CIP and CIF: different coverage of transport insurance
In Incoterms CIP the seller is under the obligation to take out under contract transport insurance in favour of the buyer with extensive coverage, which corresponds to Clause A of the Institute Cargo Clauses (IUA/LMA). Nevertheless, the parties may agree to take out insurance which offers reduced coverage (Clause C of the Institute Cargo Clauses).
In Incoterms CIF the seller is only under the obligation to take out under contract insurance with minimum coverage, which corresponds to Clause C of the Institute Cargo Clauses (IUA/LMA). This difference with CIP is justified on the basis that as the CIF is commonly used for bulk maritime transport (raw materials, minerals etc.) whose price per kilo is very low and the requirement of insurance with maximum coverage which would drive up considerably the policy premium, making it much more expensive, and which is detrimental to margin for negotiation of the sellers. In either event, just like in Incoterms CIP the parties may agree to take out insurance which offers broader coverage (Clause A of the Institute Cargo Clauses) which will be compulsory, if the payment of the sale is made by means of a letter of credit.
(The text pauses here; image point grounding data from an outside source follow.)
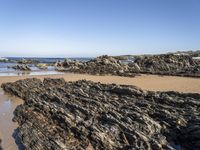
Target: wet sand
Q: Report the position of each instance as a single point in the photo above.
(7, 126)
(146, 82)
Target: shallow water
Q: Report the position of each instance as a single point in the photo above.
(7, 126)
(22, 73)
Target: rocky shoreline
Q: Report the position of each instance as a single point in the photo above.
(175, 64)
(87, 115)
(102, 65)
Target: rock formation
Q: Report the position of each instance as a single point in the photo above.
(167, 64)
(0, 144)
(179, 64)
(42, 66)
(21, 67)
(102, 65)
(87, 115)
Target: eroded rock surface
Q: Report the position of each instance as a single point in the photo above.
(87, 115)
(176, 64)
(0, 144)
(21, 67)
(167, 64)
(101, 65)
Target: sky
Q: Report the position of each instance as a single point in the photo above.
(85, 28)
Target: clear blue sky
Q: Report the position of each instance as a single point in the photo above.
(68, 28)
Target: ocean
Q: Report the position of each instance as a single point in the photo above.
(6, 67)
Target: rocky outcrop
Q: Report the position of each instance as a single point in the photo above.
(87, 115)
(177, 64)
(102, 65)
(167, 64)
(28, 61)
(42, 66)
(21, 67)
(0, 144)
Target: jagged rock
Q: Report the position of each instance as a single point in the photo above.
(42, 66)
(27, 61)
(101, 66)
(167, 64)
(87, 115)
(0, 144)
(21, 67)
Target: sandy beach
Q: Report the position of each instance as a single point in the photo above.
(146, 82)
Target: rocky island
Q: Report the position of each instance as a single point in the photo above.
(88, 115)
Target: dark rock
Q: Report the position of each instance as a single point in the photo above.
(102, 65)
(167, 64)
(87, 115)
(0, 145)
(22, 67)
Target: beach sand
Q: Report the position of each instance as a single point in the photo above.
(146, 82)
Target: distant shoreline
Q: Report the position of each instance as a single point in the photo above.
(145, 82)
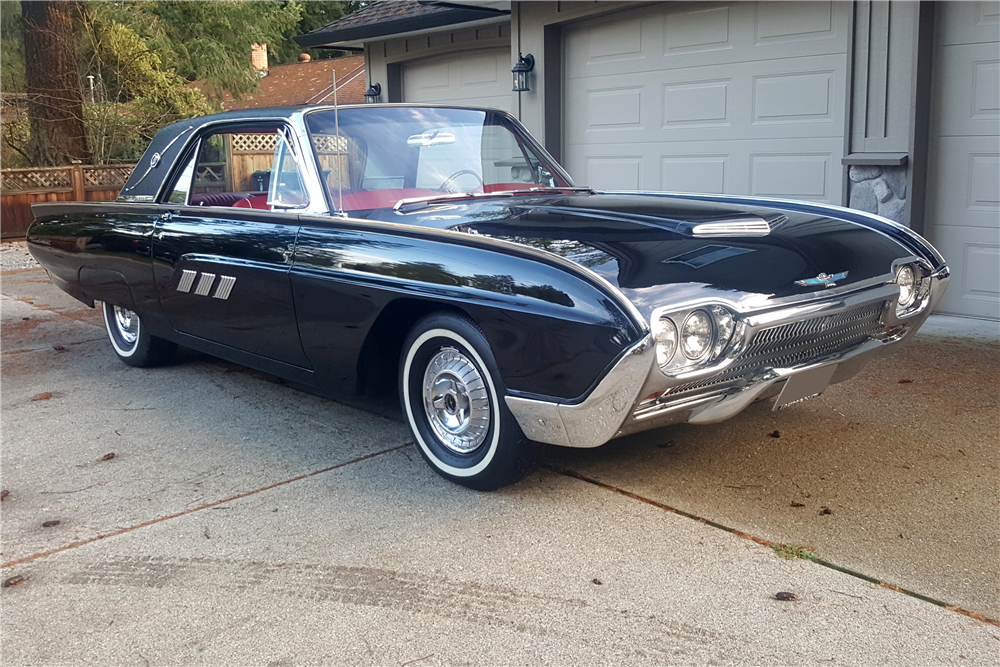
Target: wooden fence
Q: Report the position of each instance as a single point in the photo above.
(20, 188)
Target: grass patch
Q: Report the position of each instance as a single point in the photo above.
(791, 551)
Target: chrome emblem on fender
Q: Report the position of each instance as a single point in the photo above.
(824, 279)
(205, 282)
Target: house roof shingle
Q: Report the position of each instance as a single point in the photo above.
(307, 83)
(390, 17)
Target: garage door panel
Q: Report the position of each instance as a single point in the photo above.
(704, 34)
(974, 255)
(780, 168)
(805, 97)
(970, 104)
(755, 100)
(695, 173)
(795, 175)
(622, 172)
(969, 23)
(472, 78)
(966, 172)
(963, 197)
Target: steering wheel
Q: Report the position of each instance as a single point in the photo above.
(448, 181)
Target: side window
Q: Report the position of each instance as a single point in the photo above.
(287, 189)
(183, 185)
(243, 168)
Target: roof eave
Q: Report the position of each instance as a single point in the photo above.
(348, 37)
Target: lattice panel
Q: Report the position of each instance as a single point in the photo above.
(329, 143)
(210, 173)
(254, 143)
(110, 175)
(36, 179)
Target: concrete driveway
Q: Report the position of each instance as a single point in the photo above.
(241, 522)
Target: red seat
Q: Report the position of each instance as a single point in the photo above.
(218, 199)
(253, 201)
(364, 200)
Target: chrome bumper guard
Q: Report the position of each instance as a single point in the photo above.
(621, 403)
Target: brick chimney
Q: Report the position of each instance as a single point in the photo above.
(258, 56)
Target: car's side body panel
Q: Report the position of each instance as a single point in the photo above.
(222, 275)
(600, 313)
(552, 331)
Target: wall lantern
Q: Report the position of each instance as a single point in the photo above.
(520, 71)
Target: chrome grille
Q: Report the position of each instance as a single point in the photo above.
(797, 344)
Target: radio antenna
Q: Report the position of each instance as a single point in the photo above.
(336, 124)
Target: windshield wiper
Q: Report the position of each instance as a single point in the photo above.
(417, 203)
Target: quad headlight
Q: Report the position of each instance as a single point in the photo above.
(687, 339)
(914, 286)
(907, 281)
(665, 333)
(697, 335)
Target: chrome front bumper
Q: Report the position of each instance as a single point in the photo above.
(622, 403)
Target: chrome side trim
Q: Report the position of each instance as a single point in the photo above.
(750, 225)
(225, 287)
(797, 202)
(187, 279)
(597, 419)
(205, 284)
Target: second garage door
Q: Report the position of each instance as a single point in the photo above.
(479, 78)
(740, 98)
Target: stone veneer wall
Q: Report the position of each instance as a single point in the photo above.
(880, 190)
Customs clearance: export, transit and import
In Incoterms 2020 is more precisely explained which party, seller or buyer, is responsible for carrying out customs formalities and clearance, assuming the costs and risks thereof. And the release of goods in transit is included for the first time. For the latter, the rule which is used is that the liability is assigned to whoever assumes the risk of transport to the place of delivery. Therefore in the Incoterms EXW, FCA, FAS, FOB, CPT, CFR, CIP and CIP wherein the risk of transport is transferred at origin (country of the seller) the liability in the customs transit clearance is assumed by the buyer; on the contrary, in Incoterms DAP, DPU and DDP the risk is passed on at the destination (country of the buyer), the seller bears the liability. This change may be significant in international sales wherein the goods must pass through customs of complex countries prior to arriving at the customs of the import country.
Transport security requirements
In the Incoterms 2020, liability as regards security is addressed more precisely under two circumstances: transport from the country of origin to that of the destination and customs clearance formalities and procedures (export/transit/import).
During the transport of the goods the security liability is assumed by the party who executes the carriage of goods contract: Seller (CPT, CFR, CIP, CIF, DAP, DPU and DDP) or buyer (EXW, FCA, FAS and FOB). As customs clearances are concerned, the safety liability lies with the party which must undertake the clearance.
In addition to these changes, Incoterms 2020 introduces other improvements to facilitate the understanding and use of the Incoterms rules. Among them:
- More simple language, with less legal content
- More detailed explanatory content.
- Further breakdown in cost allocation.
- The relationship between Incoterms and International Commercial Contracts.